Alexandre Magno Fernandes Moreira 
 
É
 uma nítida contradição querer-se liberar o porte e ao mesmo tempo 
proibir o tráfico; em outros termos, proíbe-se a venda, mas permite-se a
 compra. 
O Brasil, a 
rigor, não é uma nação. Exceto pela língua e por alguns costumes 
compartilhados, não há nada que torne identificável o tipo-ideal do 
“brasileiro”. Nós temos uma sociedade caoticamente formada por diversos 
subgrupos e por uma vasta legião de pessoas que não consegue ter uma 
mínima noção de hierarquia de valores. Os intelectuais mais bacanas 
diriam a esse respeito “é assim que tem que ser, pois o nosso ideal de 
sociedade é pluralista!”.
Tudo bem, as 
diferenças devem ser respeitadas. Isso, inclusive, é a base da 
democracia. Porém, temos um problema conceitual: uma sociedade 
absolutamente pluralista não chega a ser uma sociedade pois não há 
princípios morais fundamentais que façam as pessoas se associarem em 
vista do bem comum. Aliás, bem comum é um conceito que nem faz sentido 
sem uma compreensão amplamente compartilhada a respeito do que é o bem.
Mais grave ainda: 
os problemas e dilemas morais continuam a aparecer e em uma velocidade 
cada vez maior. Esses problemas devem ser resolvidos de alguma forma 
mais cedo ou mais tarde. Contudo, essa solução não pode partir da 
sociedade brasileira que, como visto, talvez nem exista como tal, mas da
 grande entidade que nos unifica, o Estado. E, dentro do Estado 
brasileiro, o grande órgão emanador de normas morais é o Supremo 
Tribunal Federal (STF).
Não vou entrar aqui
 na espinhosa questão se o superego realmente existe ou se é apenas uma 
construção. Quero, porém, aproveitá-lo como uma metáfora da nossa 
situação atual. Nesse sentido, toda sociedade precisa de um superego, ou
 seja, uma instância que decida as grandes questões morais. Em uma 
sociedade minimamente coesa, a função do superego é exercida pela 
cultura comum. No Brasil, o STF já se tornou há tempos o nosso superego.
Um exemplo 
claríssimo dessa função de “resolução das grandes questões morais do 
país” é o atual julgamento pelo STF da constitucionalidade do porte de 
drogas. Ora, a Constituição Federal (CF) nem ao menos se refere ao porte
 de drogas; não é, portanto, uma questão expressamente constitucional. 

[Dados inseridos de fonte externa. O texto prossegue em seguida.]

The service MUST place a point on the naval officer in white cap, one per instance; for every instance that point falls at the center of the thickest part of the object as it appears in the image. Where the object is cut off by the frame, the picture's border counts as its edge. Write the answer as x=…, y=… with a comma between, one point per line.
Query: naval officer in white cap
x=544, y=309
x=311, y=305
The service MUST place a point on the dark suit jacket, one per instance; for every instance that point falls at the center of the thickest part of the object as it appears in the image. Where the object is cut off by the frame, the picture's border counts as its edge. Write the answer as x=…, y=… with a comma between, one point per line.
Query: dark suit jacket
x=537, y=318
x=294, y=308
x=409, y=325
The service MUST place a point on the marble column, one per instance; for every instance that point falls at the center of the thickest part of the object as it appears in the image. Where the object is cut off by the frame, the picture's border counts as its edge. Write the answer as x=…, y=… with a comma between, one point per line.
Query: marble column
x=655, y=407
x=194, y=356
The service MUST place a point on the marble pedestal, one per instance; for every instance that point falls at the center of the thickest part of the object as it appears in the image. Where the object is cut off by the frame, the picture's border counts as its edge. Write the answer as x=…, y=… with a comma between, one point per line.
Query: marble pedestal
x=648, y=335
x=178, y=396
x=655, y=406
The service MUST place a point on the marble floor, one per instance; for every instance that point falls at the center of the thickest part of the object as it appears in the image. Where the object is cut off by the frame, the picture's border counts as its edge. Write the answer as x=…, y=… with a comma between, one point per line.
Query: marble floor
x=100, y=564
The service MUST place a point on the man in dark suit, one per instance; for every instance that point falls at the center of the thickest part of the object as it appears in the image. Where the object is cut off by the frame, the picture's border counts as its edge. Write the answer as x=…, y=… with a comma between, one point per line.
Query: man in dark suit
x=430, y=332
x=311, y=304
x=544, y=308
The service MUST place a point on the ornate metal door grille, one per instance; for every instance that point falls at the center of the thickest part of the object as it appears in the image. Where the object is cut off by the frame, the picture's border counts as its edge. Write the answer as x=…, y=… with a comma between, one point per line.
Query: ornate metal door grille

Pior ainda: a própria CF determina, em cláusula pétrea, que o crime de 
tráfico de drogas é equiparado a hediondo, ou seja, que está na 
categoria dos crimes mais graves do sistema jurídico. É uma nítida 
contradição querer-se liberar o porte e ao mesmo tempo proibir o 
tráfico; em outros termos, proíbe-se a venda, mas permite-se a compra. 
Não é preciso ser um jurista para perceber que há algo de absurdo nessa 
equação.
Isso não impediu 
que o relator do processo proferisse voto declarando a 
inconstitucionalidade do porte de drogas. E como ele fez isso? 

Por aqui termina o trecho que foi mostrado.